Mitigating Domain Dependency for Improved Speech Enhancement via SNR Loss Boosting
Lili Yin ( Xinjiang University); Di Wu (Xinjiangdaxue); Zhibin Qiu (XinJiang University); Hao Huang (Xinjiang University)
-
SPS
IEEE Members: $11.00
Non-members: $15.00
Current supervised speech enhancement methods based on deep learning typically utilize amplitude-based loss functions for optimization, such as Mean Absolute Error (MAE) or Mean Square Error (MSE) loss, which measures the difference between the amplitudes of the estimated and clean speech signals.
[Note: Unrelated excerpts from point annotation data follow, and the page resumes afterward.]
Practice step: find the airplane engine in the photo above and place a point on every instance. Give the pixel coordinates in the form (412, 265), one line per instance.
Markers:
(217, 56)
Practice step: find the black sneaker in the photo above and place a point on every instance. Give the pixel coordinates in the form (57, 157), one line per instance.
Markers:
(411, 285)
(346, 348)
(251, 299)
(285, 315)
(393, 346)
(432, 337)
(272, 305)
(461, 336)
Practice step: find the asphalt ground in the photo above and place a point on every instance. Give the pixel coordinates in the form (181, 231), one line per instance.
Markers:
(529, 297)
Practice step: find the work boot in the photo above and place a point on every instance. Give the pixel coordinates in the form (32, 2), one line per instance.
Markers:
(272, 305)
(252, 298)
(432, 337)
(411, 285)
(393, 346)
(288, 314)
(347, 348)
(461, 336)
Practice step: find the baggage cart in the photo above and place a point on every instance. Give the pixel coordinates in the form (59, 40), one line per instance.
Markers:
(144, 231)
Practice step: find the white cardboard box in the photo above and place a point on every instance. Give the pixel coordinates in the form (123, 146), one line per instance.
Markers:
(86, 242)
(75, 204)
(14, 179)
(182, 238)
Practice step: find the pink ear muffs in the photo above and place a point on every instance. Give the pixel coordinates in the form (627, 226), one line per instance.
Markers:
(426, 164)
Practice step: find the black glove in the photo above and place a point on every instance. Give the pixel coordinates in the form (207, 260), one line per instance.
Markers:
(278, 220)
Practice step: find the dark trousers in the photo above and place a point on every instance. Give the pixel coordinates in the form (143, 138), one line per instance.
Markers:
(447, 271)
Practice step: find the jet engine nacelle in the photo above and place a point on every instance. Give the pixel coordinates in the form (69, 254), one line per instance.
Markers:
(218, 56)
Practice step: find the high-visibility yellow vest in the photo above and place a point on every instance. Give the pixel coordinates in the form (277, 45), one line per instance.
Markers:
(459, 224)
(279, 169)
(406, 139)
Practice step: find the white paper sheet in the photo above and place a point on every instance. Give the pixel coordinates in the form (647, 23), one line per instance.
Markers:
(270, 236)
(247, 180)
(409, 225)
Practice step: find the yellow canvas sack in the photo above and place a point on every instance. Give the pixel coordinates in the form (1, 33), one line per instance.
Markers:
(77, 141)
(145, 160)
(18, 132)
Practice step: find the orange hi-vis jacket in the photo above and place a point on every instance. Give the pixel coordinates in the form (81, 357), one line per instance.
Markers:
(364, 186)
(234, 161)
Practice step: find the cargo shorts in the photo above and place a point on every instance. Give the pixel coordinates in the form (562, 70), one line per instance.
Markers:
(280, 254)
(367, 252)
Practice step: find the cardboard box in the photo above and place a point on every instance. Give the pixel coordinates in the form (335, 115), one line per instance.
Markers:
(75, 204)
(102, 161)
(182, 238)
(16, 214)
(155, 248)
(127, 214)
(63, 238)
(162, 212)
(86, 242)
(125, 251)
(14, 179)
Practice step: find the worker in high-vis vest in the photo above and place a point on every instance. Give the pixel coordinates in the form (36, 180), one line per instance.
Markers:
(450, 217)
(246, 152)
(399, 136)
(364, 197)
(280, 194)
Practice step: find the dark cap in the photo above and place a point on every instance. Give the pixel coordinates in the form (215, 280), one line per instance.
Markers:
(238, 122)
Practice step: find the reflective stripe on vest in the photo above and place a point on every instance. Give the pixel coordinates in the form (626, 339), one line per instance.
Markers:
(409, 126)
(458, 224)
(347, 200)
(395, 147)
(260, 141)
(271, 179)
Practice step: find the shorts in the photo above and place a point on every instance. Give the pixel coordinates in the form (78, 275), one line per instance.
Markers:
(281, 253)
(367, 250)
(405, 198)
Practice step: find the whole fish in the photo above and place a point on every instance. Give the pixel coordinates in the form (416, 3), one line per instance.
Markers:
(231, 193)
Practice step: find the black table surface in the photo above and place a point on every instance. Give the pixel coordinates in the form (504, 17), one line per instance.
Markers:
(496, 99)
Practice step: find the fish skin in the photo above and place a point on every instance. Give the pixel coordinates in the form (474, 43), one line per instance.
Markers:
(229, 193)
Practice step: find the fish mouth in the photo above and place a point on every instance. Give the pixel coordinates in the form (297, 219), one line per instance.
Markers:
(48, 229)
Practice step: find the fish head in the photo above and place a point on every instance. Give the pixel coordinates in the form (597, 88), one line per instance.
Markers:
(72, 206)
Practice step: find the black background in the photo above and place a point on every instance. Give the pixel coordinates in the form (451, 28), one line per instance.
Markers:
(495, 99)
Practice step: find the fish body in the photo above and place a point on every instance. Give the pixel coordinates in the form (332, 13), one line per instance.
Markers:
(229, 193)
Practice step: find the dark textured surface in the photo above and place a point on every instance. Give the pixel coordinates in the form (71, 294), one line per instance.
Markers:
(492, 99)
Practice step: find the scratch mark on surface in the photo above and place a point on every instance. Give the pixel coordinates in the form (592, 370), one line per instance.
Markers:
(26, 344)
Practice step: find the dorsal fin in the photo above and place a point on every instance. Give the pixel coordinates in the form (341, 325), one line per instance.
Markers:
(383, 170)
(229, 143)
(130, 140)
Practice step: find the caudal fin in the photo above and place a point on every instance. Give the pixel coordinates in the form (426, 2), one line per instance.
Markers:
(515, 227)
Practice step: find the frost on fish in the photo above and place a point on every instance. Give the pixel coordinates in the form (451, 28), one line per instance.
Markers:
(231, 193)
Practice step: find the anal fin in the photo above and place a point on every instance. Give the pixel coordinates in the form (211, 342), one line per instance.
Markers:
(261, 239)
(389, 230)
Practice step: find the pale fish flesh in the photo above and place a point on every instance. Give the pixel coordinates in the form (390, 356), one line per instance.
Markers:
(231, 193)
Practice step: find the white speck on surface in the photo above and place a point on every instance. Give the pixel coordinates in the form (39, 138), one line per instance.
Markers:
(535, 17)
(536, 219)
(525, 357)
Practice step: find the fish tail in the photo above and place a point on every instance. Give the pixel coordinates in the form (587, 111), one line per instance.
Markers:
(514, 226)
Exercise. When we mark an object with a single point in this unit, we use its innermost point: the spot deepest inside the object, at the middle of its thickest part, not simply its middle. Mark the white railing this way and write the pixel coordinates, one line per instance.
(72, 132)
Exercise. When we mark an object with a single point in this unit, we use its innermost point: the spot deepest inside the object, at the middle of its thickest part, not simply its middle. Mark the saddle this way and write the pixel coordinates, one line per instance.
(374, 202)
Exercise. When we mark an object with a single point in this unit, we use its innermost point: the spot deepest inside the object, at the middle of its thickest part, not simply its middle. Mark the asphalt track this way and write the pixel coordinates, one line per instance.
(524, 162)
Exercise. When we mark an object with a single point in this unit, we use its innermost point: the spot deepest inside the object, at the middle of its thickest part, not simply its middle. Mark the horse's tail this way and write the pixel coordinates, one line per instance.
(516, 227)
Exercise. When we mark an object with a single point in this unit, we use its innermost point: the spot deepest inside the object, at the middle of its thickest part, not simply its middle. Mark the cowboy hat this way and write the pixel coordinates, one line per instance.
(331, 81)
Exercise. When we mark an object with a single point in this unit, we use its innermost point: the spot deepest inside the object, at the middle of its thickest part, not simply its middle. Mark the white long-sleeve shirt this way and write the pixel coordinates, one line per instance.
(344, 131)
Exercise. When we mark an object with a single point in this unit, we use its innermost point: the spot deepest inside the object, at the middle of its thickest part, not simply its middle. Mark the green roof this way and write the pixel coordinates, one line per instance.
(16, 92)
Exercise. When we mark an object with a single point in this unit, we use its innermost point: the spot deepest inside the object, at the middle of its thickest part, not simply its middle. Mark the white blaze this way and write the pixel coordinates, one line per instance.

However, models trained with these losses heavily depend on specific domain properties, i.e. speaker, noise type, and signal-to-noise ratio (SNR). In this paper, we first validate this assumption by visually analyzing the model's internal representation, and these dependencies result in severe performance degradation in unseen situations. Given that the SNR is irrelevant to speakers and noise types, we propose a simple but effective novel objective function by minimizing the discrepancy between indirectly estimated SNR and true SNR over time-frequency units to alleviate the model's reliance on those domain properties. Experimental results demonstrate that our proposed method outperforms other prevalent loss functions in terms of both performance gain and generalization capability.